To be honest, I feel like I don't even know how to structure or plan a meal without some sort of starchy carbohydrate being the main ingredient. Even as I'm mixing up the dough for the cookies I'm supposedly making for Steve, I know I'll be the one eating most of them. And as I'm eating just one more cookie, I know it's not good for me, and that it doesn't feel good. It's a very bad relationship, and it's something I do not want to model to my son. I want him to have a much healthier relationship with food than I do.
So that leads me to this post, and the thoughts I've been dwelling on lately in what steps I need to take in order to make a big change in my relationship with foods and my wellbeing. I heard of a book in that blog world that looks very interesting to me, which I thought I'd share here.
It sounds like a very interesting read, and I'm anxious to find it and begin reading. Almost every single review on Amazon was very positive, and I think it is important to think about what we eat from a biblical perspective. A large part of my mental anguish in regards to my food addiction, has been strong conviction that I am harming my body and not treating it as a temple, as God tells us to do in the New Testament.

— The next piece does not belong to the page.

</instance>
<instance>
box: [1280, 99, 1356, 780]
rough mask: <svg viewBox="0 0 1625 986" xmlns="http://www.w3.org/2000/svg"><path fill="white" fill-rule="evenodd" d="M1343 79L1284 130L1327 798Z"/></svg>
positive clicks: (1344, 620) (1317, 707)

What? Know ye not that your body is the temple of the Holy Ghost which is in you, which ye have of God, and ye are not your own? For ye are bought with a price: therefore glorify God in your body, and in your spirit, which are God's.
1 Corinthians 6:19-20
I think those two verses will be my theme verse for the next couple of months, or how ever long it takes for me to get my relationship with food sorted out. And whether or not you struggle with food, or low self-esteem, or whatever it may be, maybe this needs to be your theme verse too. I think we could all use a little reminding that God created us the way we are and expects us to treat our bodies as temples to glorify him (not ourselves).